Continuity and Disruption

Cocktails on the porch
Cocktails on the porch, August 2018

For some of you, this this is a familiar scene. After a day of swimming, walking around the lake, maybe a few holes of golf, some attempts at getting a Rainbow out of Doc’s, you’ve exchanged your grubby clothes for something a little nicer. If you haven’t put your shoes on yet (you’ll need them for the walk up to dinner), you can feel the decades old, scratchy, straw mat on the bottoms of your feet. You sit on the couch, with its faded orange and green upholstery, which Grandma was so proud to have selected in the 1970s. A hummingbird might beat its wings at the feeder, hanging from a tree behind you. No one is swimming right now, but laughter is carried in the breeze from a couple cabins down. Elbow’s water sloshes against the bottom of the Pel Mel. The cheese is from Kugel’s, your beverage, or its ingredients, purchased at the Pig when you last went into Crivitz. It’s Thursday, so after cocktails you’ll head up for Prime Rib; Thursday has been Prime Rib night as long as anyone can remember. The toughest decision you will have to make in the next hour or two is, mint chocolate chip or Mackinac Island fudge? You share all of this with some combination of your siblings, parents, grandparents, aunts, uncles, cousins, nieces, and nephews. You are not alone.

It is the opposite of quarantine.

I took this photo two summers ago, and a print hangs in my kitchen. Lately it has been reminding me that after a big disruption, though things may never be exactly the same again, they can get very close.

The scene I described is a compilation of forty years of memories. While I was growing up, my family would travel to Wausaukee every couple of years. As an adult, I chose to go each summer. It is where my grandmother would gather us for family reunions. My siblings, cousins, and I learned to fish, first on Elbow Lake, and later at Doc’s Pond, Springer, Lily, and the ultimate, Pond 2. We swam from our dock to the float, or attempted the diving boards at the Main Dock. The first time I saw a Bald Eagle was while I was walking around the lake (I hardly ever did that walk with a pair of binoculars, which my ornithologist grandfather could never understand). We knew where to find the ginger ale when we were younger, and to always have limes on hand when we were older. Pancakes, the clang-and-bang, ice cream twice a day, the row boat Nancy and Grandpa built by hand, Sunday basket, the tarpon mounted over the living room door – these were constants year after year. There was a time I couldn’t imagine life without them.

Then came the sale of the cabin. The place my cousins and I had gathered together the most, and was always a topic of conversation at other times, was no longer available to us.

August 2018 was my third trip back after the sale, and the first time staying again in our former cabin. There was a new hunting trophy over the fireplace, new linens on the beds, and the hot and cold water knobs had been switched to their proper sides in the shower.
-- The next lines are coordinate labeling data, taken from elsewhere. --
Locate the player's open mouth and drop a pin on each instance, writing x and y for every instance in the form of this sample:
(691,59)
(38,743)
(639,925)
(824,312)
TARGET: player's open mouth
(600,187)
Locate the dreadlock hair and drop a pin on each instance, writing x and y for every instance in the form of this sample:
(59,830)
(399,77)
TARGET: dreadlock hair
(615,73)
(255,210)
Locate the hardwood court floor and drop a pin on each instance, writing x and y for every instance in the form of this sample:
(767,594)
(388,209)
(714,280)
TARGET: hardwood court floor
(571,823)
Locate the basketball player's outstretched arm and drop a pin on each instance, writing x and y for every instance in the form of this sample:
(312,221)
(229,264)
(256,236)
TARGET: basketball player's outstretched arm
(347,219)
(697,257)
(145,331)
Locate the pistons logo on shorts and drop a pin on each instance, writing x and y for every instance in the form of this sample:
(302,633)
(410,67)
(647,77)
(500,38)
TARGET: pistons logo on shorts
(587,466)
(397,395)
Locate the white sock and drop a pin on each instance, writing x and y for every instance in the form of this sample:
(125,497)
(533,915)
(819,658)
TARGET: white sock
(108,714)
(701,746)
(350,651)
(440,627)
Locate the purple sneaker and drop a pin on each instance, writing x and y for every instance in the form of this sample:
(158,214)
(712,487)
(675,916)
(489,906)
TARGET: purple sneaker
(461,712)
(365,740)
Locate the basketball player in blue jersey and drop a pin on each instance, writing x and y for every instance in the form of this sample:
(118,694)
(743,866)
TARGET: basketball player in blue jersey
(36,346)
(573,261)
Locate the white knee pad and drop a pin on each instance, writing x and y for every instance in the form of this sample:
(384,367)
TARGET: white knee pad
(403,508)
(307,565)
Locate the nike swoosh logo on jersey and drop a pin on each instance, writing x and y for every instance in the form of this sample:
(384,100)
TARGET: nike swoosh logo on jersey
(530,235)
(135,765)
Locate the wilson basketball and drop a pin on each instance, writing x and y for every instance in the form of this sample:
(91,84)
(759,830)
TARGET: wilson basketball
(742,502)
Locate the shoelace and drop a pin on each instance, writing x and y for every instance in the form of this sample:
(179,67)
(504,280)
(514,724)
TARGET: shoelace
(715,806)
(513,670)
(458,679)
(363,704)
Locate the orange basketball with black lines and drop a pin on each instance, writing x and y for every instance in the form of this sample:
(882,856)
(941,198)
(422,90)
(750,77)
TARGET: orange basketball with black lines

However, Margaret and I were home. We still made our beds before, or right after, breakfast as had been insisted upon by our grandmother. If it was raining when the bells called us to a meal, we grabbed a bumbershoot from the same corner of the porch they’ve stood for decades. Memories of those who were not with us were certainly on our minds. But we had new adventures, too, like hiding the gnome. It wasn’t exactly the same, but it was very close.
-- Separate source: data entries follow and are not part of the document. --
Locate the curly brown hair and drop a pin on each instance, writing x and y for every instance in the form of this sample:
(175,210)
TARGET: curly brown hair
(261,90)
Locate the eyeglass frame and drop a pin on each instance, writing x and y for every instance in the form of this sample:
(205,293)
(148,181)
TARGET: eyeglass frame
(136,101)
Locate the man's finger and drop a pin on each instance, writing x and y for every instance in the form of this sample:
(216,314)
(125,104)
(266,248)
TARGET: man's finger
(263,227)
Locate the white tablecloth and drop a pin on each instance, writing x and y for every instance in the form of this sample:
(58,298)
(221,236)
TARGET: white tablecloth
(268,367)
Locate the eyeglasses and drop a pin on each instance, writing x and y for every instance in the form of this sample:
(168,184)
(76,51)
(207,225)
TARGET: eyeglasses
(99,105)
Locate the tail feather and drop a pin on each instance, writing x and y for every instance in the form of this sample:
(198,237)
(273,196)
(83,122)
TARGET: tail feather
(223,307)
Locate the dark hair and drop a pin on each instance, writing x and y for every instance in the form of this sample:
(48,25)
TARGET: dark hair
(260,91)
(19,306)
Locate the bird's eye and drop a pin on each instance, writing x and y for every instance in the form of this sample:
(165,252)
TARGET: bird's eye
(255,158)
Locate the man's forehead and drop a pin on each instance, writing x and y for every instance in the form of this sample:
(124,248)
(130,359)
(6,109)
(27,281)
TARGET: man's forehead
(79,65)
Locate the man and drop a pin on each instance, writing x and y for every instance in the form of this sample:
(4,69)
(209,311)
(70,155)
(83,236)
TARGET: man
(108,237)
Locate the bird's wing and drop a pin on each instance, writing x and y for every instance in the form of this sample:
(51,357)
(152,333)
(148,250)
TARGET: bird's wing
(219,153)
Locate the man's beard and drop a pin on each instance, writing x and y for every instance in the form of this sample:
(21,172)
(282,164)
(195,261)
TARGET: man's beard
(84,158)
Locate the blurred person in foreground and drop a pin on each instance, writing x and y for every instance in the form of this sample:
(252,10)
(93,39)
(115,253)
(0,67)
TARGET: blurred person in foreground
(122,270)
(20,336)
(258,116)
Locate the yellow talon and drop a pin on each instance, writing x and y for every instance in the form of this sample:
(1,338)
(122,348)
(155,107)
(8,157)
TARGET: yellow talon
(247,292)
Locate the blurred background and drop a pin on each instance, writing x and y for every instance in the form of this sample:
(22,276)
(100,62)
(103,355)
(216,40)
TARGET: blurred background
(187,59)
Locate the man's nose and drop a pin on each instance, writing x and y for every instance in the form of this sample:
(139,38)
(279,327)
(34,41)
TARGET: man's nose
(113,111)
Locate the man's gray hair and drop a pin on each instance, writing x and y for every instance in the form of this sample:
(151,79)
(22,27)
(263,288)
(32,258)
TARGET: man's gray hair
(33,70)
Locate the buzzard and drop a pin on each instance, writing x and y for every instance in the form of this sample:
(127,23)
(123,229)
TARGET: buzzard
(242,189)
This is how I imagine life, post-quarantine. We can go back to our places, be with our people, and reminisce without glass screens in front of us. There may be differences from last year or the year before, but we will still enjoy these things. We may keep the masks around, like the pick-up sticks in the cabin closet that nobody has played with for decades. But Thursday’s Prime Rib will be served in the dining room, and will not have to be distributed Sunday basket style.
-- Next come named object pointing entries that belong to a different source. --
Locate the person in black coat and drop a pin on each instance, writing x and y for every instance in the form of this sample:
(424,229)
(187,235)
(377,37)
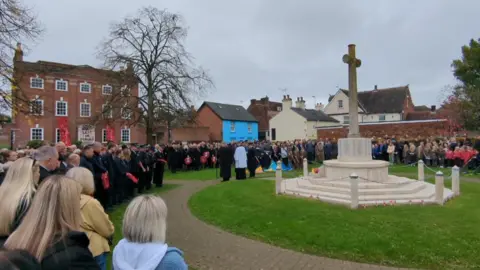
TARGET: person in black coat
(86,158)
(47,158)
(101,193)
(18,259)
(252,161)
(43,226)
(225,157)
(159,166)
Margaret and I had talked about another trip to Wausaukee this summer. It doesn’t seem like the world will have righted itself enough for us to travel to the Midwest from our respective coasts, but we know that some time in the next couple of years, we will once again be able to revel in the continuity.

 

 

 

2 thoughts on “Continuity and Disruption

  1. It’s always interesting to go back to places we visited as children, but this must have been particularly interesting for you. I am sure that we will get back to a point where travel will once again be one of our options.